Ambulatory DMD boys, aged 6 to 10 years on stable corticosteroid, with a stable or early decline in their North Star Ambulatory Assessment (NSAA) score and followed for at least 6 months in the natural history (NH) study GNT-014-MDYF were included.
Long-term data from Part 1 patients receiving Dose 2 (3×10¹³ vg/kg, selected for Part 2) are presented. A comparison with an external control from the NH study was conducted to explore clinical efficacy.

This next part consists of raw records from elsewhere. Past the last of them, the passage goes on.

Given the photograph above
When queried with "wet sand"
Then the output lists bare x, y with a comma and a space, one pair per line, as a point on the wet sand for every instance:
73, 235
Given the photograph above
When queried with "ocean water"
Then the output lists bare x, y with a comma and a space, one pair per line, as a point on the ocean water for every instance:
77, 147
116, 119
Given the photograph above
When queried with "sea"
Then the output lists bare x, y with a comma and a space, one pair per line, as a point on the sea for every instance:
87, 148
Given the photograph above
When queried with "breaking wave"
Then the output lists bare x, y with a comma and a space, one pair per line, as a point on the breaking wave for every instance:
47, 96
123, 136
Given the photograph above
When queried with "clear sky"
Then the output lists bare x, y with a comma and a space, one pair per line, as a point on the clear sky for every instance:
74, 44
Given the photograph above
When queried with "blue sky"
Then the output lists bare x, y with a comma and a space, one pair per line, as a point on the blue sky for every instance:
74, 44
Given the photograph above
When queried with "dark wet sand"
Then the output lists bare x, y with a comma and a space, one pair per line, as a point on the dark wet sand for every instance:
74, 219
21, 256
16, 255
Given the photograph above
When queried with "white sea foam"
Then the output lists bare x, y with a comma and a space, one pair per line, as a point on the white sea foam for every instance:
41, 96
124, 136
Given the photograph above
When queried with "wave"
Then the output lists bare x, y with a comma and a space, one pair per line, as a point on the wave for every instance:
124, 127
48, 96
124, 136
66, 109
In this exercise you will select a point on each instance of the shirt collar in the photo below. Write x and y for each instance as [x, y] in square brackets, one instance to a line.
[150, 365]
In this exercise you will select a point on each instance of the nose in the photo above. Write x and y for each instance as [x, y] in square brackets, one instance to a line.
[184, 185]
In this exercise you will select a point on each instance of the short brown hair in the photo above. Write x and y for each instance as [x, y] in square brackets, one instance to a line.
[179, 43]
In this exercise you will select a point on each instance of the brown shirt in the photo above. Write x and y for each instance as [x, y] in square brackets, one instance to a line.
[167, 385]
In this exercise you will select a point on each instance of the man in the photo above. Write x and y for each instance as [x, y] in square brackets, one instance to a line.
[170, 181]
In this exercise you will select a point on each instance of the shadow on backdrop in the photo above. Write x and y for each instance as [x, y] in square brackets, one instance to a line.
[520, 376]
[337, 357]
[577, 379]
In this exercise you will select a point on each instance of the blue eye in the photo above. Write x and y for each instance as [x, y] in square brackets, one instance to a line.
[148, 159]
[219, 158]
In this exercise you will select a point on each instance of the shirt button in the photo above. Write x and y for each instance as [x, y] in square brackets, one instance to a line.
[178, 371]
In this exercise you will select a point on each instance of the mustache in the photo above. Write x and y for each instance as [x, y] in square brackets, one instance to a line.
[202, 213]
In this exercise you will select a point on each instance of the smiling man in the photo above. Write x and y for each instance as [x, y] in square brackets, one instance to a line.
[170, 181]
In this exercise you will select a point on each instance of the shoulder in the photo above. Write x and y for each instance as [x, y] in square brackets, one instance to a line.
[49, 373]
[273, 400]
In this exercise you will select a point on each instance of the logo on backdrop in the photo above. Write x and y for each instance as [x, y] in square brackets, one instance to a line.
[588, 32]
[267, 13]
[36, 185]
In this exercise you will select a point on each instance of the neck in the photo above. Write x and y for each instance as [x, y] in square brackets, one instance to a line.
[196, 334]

Five patients were enrolled in Part 1, three of whom received Dose 2. At week 8, biopsy results showed a mean of 53% hMD1-positive fibers at Dose 2. A significant decrease in serum creatine kinase (CK) levels was observed post-dose, that remained persistently low for at least 18 months (mean CK: 19,175 IU/L at baseline; 4,037 IU/L at 18 months, representing a decrease of -79%). Clinically, functional outcomes were stable or improving, clearly differentiating from the mean NH progression across all efficacy parameters-for example, a delta of 4.7-point on NSAA scale (p <0.05) and of 0.1 m/s on the Stride velocity 95th centile at one year. These differences exceed their respective Minimal Clinically Important Difference. No serious adverse reactions were reported at Dose 2.
GNT0004 at Dose 2 was well-tolerated, associated with persistent low levels of CK suggesting a long-term stabilization of the sarcolemma, and with better functional outcomes than NH patients. These effects need to be confirmed in the ongoing Phase 3 pivotal trial.